Spanish prime minister Pedro Sánchez will chair an anti-hate crimes commission on Friday to analyse the recent spate of homophobic attacks.
LGBTI groups have organised demonstrations in Madrid on Saturday to protest the recent assaults and call for more protection for gay and trans people.
Laia Serra, a human rights lawyer, said she believed the combination of LGBTI groups gaining a higher public profile and the recent rise of far-right organisations were responsible for a backlash against homosexuals.
All political parties condemned the latest attack in Madrid.
However, the far-right Vox party, which has 52 MPs and is the third largest force in parliament, has in the past opposed institutional declarations of support for the LGBTI community by regional authorities.
A YouGov survey published last month found that Spain showed one of the most liberal attitudes towards homosexuality people among eight developed countries.

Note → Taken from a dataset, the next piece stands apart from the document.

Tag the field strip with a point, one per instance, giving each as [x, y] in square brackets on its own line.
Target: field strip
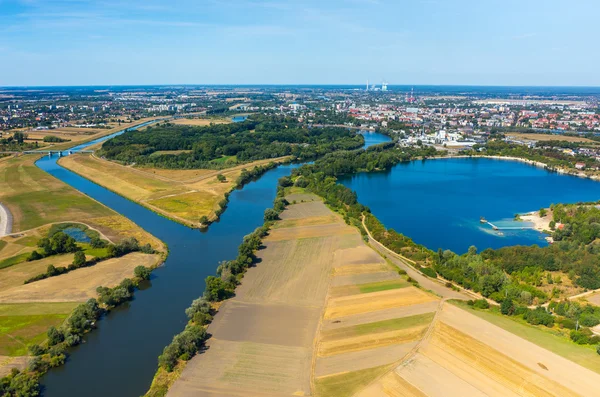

Some 91 per cent of Spaniards said they would support a member of their family if they came out, compared with 85 per cent in the UK.
Boti García Rodrigo, the Spanish government’s director of sexual diversity and LGBTI rights, said despite a general attitude of respect towards gay and trans people there was a minority which were radically opposed to this community.
“Many studies show us that there remains a minority in society, which is young men, who do not only not accept or respect sexual diversity but are very much against this and respond with aggressiveness,” she said.